On m'a raconté qu'il n'y a pas si terriblement longtemps il fallait que les prêtres catholiques obtiennent une autorisation spéciale de leurs supérieurs pour avoir le droit de lire l'Ancien Testament. Il semblerait que c'était pour protéger leur chasteté. Je soupçonne cependant que ce qui alarmait le plus les supérieurs, ce n'était pas tant les pages érotiques de la bible que la puissante voix des prophètes. Car cette voix représentait une véritable menace pour la classe dominante et, au premier chef, pour les « princes » de l'Église.

J'irais jusqu'à croire que c'est pour une raison semblable que l'Église, avec le temps, s'est mise à interpréter la Bible de façon toujours plus abstraite, plus symbolique et plus mystique, ne retenant des prophètes que leur guerre contre les cultes païens et leurs expériences de type surnaturel. Leur message de feu contre l'injustice, ce message monumental qui peut-être constitue l'apport le plus important de l'histoire à la formation de la conscience en matière de « justice sociale », s'est alors retrouvé englouti sous des montagnes de questions moins terre-à-terre et soi-disant plus spirituelles...

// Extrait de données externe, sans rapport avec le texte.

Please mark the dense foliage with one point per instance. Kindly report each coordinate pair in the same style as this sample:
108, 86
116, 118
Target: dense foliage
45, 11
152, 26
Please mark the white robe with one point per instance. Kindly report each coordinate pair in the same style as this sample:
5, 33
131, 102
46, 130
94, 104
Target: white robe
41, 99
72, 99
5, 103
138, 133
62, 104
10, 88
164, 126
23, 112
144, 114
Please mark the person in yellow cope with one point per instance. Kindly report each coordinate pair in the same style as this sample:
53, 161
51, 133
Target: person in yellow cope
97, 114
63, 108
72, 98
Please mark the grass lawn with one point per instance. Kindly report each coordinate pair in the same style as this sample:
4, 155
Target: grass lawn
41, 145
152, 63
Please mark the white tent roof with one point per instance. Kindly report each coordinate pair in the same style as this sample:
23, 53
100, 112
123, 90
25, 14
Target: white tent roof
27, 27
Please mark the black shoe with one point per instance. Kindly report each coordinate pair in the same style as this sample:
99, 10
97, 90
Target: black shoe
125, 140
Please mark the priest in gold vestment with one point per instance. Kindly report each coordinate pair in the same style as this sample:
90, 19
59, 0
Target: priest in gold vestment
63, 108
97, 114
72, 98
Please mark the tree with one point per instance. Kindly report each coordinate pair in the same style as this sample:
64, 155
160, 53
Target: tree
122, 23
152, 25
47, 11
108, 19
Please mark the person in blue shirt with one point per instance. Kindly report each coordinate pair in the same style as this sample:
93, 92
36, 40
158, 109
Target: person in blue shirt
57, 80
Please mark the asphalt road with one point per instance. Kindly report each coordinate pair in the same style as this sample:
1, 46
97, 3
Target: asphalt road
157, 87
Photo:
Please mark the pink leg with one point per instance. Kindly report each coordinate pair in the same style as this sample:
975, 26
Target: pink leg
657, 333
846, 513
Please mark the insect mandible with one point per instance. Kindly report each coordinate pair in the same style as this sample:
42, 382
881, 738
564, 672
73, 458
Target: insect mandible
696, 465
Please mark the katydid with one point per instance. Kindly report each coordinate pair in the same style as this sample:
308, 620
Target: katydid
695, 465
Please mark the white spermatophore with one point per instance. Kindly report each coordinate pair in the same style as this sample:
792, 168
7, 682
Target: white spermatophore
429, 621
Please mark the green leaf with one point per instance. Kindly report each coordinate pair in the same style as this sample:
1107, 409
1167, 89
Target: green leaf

Il est indéniable qu'on a usé et abusé de la Bible pour légitimer et même sacraliser le système dans lequel la classe dominante, s'estimant supérieure et choisie de Dieu, s'attribuait des droits qui la plaçait au-dessus du commun des mortels. Cette élite d'élus, qui lui avait pourtant bien des fois donné beaucoup de fil à retordre, demeurait malgré tout l'enfant chérie de l'Église; elle constituait à ses yeux l'épine dorsale de l' « ordre » sacré que Dieu de toute éternité aurait établi pour le plus grand bien de l'humanité et pour la paix dans le monde entier.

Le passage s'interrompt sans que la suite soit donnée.